15 de outubro de 2014

Charulata - Crítica


Ficha Técnica:
Título Original: Charulata
Título Nacional: Charulata
Argumento: Satyajit Ray
Realização: Satyajit Ray
Fotografia: Subrata Mitra
Montagem: Dulal Dutta
Música: Satyajit Ray
Produção: R.D. Bansal

              Opinião por João Salvador Fernandes:
         Maurice Zolotow dizia-nos que “num filme os actores e a planificação fundem-se numa entidade para sempre.” E poucas produções cinematográficas conseguem tal imorredoura simbiose, digna de admiração e elogios eternos, como Charulata.

             Nesta longa-metragem de 1964, realizada por Satyajit Ray e recentemente restaurada, conta-se a história de uma solitária dona de casa, Charulata (interpretada por Madhabi Mukherjee), mulher de um editor de um jornal em Bengala, Índia, na década de 70 do século XIX. O marido, Bhupati (Sailen Mukherjee), consciente da falta de atenção a que sujeita a sua esposa – e de que o amor que por ela nutre partilha lugar com o periódico que chefia –, resolve convidar Umapada (Shyamal Ghoshal) e Mandakini (Gitali Roy), os seus cunhados, para morarem com o casal. No mesmo período de tempo, enquanto Umapada fica responsável pela tesouraria e pelos contratos de publicidade da gazeta, chega Amal (Soumitra Chatterjee), primo de Bhupati, um aspirante a escritor com medo do compromisso. Fruto da proximidade quotidiana, Charu – como é carinhosamente conhecida – e Amal deixam-se enlear numa relação de paixão e rivalidade que emerge do gosto comum pela escrita, literatura e poesia.

 Baseada em Nastaneer – conto de Rabindranath Tagore  e vencedora do Urso de Prata e do Prémio OCIC no Festival de Berlim de 1965, esta fita é mais do que uma obra-prima do cinema indiano; é, sim, uma criação sublime que merece o grandioso epíteto de obra-mestra mundial.
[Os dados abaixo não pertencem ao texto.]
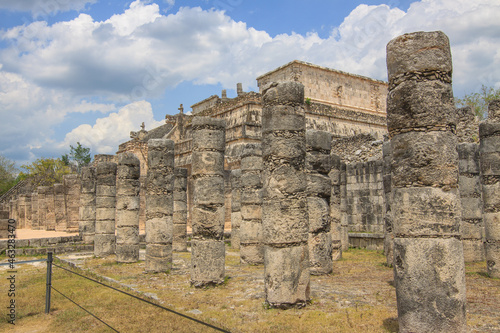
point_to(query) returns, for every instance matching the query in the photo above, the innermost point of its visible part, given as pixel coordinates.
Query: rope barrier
(69, 299)
(146, 301)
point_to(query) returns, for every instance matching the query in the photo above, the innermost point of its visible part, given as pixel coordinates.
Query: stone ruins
(315, 162)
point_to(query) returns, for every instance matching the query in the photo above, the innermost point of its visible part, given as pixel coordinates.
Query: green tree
(479, 100)
(8, 173)
(45, 171)
(78, 156)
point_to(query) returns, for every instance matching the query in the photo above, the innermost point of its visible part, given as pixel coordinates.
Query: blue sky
(92, 71)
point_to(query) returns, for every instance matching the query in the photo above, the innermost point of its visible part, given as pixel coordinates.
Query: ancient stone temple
(429, 271)
(104, 238)
(489, 149)
(285, 220)
(207, 244)
(127, 208)
(159, 205)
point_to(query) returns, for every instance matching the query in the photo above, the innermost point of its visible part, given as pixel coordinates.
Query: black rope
(149, 302)
(69, 299)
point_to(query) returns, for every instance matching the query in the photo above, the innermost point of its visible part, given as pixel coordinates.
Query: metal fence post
(49, 282)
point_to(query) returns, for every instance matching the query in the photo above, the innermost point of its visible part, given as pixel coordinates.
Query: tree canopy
(78, 157)
(45, 171)
(8, 174)
(479, 100)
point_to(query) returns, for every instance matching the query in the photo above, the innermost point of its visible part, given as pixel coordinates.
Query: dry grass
(357, 297)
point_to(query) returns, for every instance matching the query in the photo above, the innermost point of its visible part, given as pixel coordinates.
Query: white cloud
(50, 71)
(107, 133)
(44, 7)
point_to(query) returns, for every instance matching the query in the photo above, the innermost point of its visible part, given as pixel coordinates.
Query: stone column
(11, 209)
(34, 210)
(159, 205)
(489, 148)
(469, 181)
(72, 198)
(429, 269)
(207, 244)
(28, 212)
(344, 218)
(60, 207)
(4, 224)
(284, 209)
(319, 191)
(42, 207)
(235, 180)
(87, 211)
(50, 218)
(251, 248)
(105, 201)
(127, 208)
(388, 234)
(179, 242)
(335, 212)
(21, 206)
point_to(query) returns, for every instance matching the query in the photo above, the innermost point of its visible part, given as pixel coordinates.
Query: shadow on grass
(391, 324)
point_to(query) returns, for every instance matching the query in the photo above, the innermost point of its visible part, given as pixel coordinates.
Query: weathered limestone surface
(21, 204)
(4, 223)
(344, 218)
(87, 211)
(42, 207)
(284, 209)
(335, 212)
(50, 217)
(469, 180)
(207, 244)
(72, 198)
(60, 207)
(489, 148)
(251, 247)
(429, 269)
(388, 228)
(319, 189)
(104, 239)
(127, 208)
(34, 210)
(179, 242)
(365, 197)
(235, 179)
(159, 205)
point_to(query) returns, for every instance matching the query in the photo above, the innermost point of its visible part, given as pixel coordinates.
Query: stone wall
(365, 197)
(333, 87)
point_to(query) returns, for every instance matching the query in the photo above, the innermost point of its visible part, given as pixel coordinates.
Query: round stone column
(235, 179)
(104, 239)
(319, 190)
(207, 243)
(179, 242)
(429, 269)
(159, 205)
(284, 209)
(87, 204)
(251, 248)
(489, 148)
(127, 208)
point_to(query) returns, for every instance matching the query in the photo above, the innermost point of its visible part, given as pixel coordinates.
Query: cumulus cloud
(44, 7)
(107, 133)
(139, 53)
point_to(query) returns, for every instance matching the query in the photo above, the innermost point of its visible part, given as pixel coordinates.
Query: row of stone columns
(59, 202)
(250, 231)
(159, 205)
(429, 269)
(489, 150)
(284, 209)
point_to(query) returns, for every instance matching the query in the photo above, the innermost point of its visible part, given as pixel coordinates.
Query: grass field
(357, 297)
Excepcionando duas cenas, duas curtas cenas em que considerei a interpretação de Madhabi Mukherjee demasiado tétrica e teatral para o tom até ali seguido, não lhe consigo apontar defeitos.

O manejo da luz, da penumbra e da escuridão é majestoso, simbólico e potenciador da mensagem em face do contexto; a fotografia é primorosa e impressiva; os planos e a banda sonora, ou a sua escassez, são os ideais para intensificar as emoções (que silêncio cativante!); os diálogos, em muitos casos, são autêntica poesia; e o desempenho dos actores, com a minuta ressalva que fiz, é brilhante. Indubitavelmente, um deleite visual a preto e branco que provoca uma fascinante sintonia psicológica com os acontecimentos.

Quanto ao enredo, previsível nesta narrativa de traição, vale pela forma como é relatado e pela exploração que faz da oposição entre dever e amor; entre ideologia e realidade prática; e entre política de classes e de géneros.

As relações humanas estão pejadas de eventos e contradições entalados entre sentimento e vontade; situações, essas, tendentes à quebra de ilusões e de modos de estar na vida. Pois bem, aqui são pintadas com a mestria de quem sabe fazer filmes; filmes em que cada gesto, cada acção das personagens, é um hino à semiose.